How To Make Dyed Plarn
What you need to make Dyed Plarn
- Plastic Bags (I had 20. I’m not kidding. Don’t judge even when we went to the store we weren’t allowed our reusable bags)
- Permanent Markers (go for these, they gave me tons of colors!)
- Rotary Cutter
- Cutting Mat
How to Dye Plarn
I always set out jolly on a project and then realize about 10 minutes in that I’m ready to be done with it. Can you relate? With 20 white plastic bags and 50 markers staring at me, I thought it would take hours upon hours to color them – but it didn’t. I think I got them colored in about one hour.

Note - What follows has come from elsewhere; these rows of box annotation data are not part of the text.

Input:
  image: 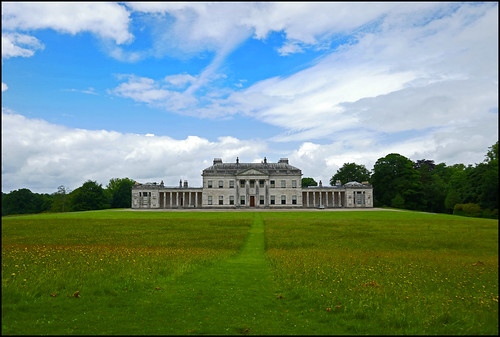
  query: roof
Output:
[202,162,302,175]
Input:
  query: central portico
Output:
[132,158,373,209]
[202,158,302,208]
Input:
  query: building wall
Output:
[202,174,302,208]
[132,162,373,209]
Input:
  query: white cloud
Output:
[2,109,267,193]
[2,33,44,59]
[2,2,133,44]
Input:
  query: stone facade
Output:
[132,158,373,209]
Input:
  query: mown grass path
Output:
[146,214,294,335]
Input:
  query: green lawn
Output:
[2,211,498,335]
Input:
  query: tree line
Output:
[2,178,135,216]
[2,142,498,219]
[302,142,498,219]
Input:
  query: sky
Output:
[2,2,498,193]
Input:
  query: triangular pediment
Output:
[236,168,267,176]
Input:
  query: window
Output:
[356,192,363,205]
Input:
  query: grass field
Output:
[2,211,498,335]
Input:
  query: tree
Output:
[107,178,135,208]
[302,178,318,188]
[50,185,70,212]
[371,153,422,209]
[2,188,51,215]
[71,180,109,211]
[330,163,370,186]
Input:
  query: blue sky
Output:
[2,2,498,193]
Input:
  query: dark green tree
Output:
[476,142,499,209]
[2,188,51,215]
[330,163,370,186]
[50,185,70,212]
[302,178,318,188]
[107,178,135,208]
[371,153,422,209]
[70,180,109,211]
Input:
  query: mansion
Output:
[132,158,373,209]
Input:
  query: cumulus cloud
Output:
[2,109,267,193]
[2,2,133,44]
[2,33,44,59]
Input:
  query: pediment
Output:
[237,168,267,176]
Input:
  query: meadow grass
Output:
[265,212,498,335]
[2,211,498,335]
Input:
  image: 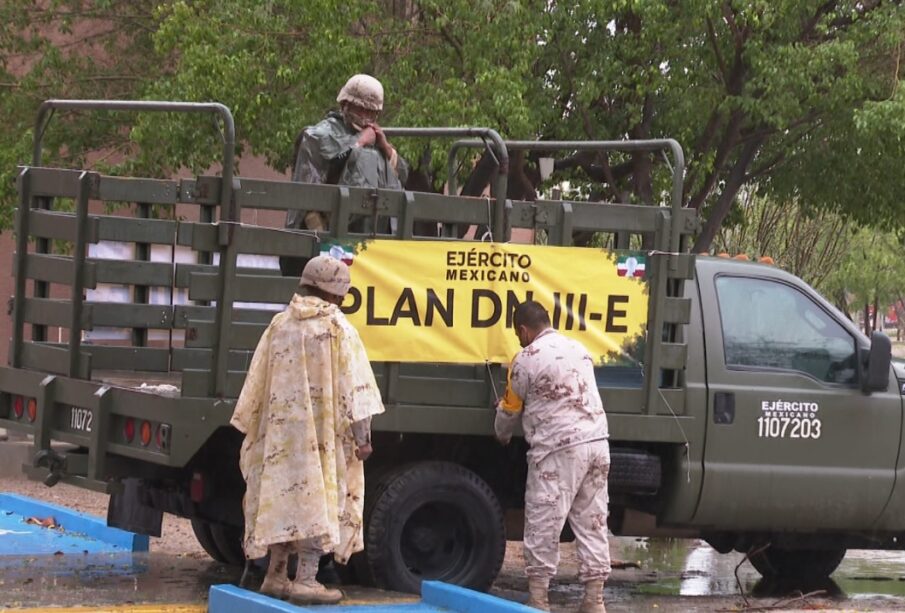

Instead of fully coloring a bag (which I’m sure you can do for a much different result) I scribbled a tight wavey line horizontally across the bag making three to four different colors on a bag – be sure to flip it over and do the back as well as the sides of the bag (but hey, if you forget this step, no one will be able to tell, it will just cause a portion of your plarn to be white.
I set all of my bags to the side to dry and allowed them to dry an hour or so just to be sure I wouldn’t be a painted person once I was finished working with the pieces.
How To Cut Plarn
Once everything was colored and very dry, I set out to cut the plarn into strips so that I could join it into a big ball of plastic fun.
Start by folding your sides in, the way that the bag naturally folds. Don’t worry about everything being in perfect alignment, it’s not going to happen, and you’re not going to notice.
Next fold the bag in half vertically, and then in half again and smooth the bag out (there’s a lot of air in them still).
Trim the bottom seam and the handles off of the bag. This pained me because I didn’t have a use for them, but in the end, it was a fraction of the waste and I was reassured by that.
Finally, I just sliced the bags in one-inch pieces all the way down the bag.
Joining Dyed Plarn
in the end, you’ll be left with hundreds of 1″ loops of colored plastic. Sounds fun, right? Some people cut these loops to make one long strip by plastic bags are thin and I wanted a bit more substance, so I kept them as loops to add more substance. Take the two loops and overlap them, then create a knot.
Now, while binging your favorite Netflix show, you just sit and knot all the yarn together, and roll it into a nice big, beautiful colorful plarn ball.
Great. Now, What Can I Use Plarn For?
Plarn can be used for nearly anything you’d use regular yarn for, but I can’t imagine wanting plarn socks or a plarn sweater. I’ve listed some of my favorite ideas below.
- Plarn Rug
- Plarn Bowl
- Plarn Waste Basket
- Plarn Place Mats
- Plarn Table Runner
- Plarn Storage Bin
- Plarn Tote Bag
- Plarn Plastic Bag Holder (I love this irony)
- I’ve even heard that some agencies love to have plarn mats for the homeless. I’m looking into this.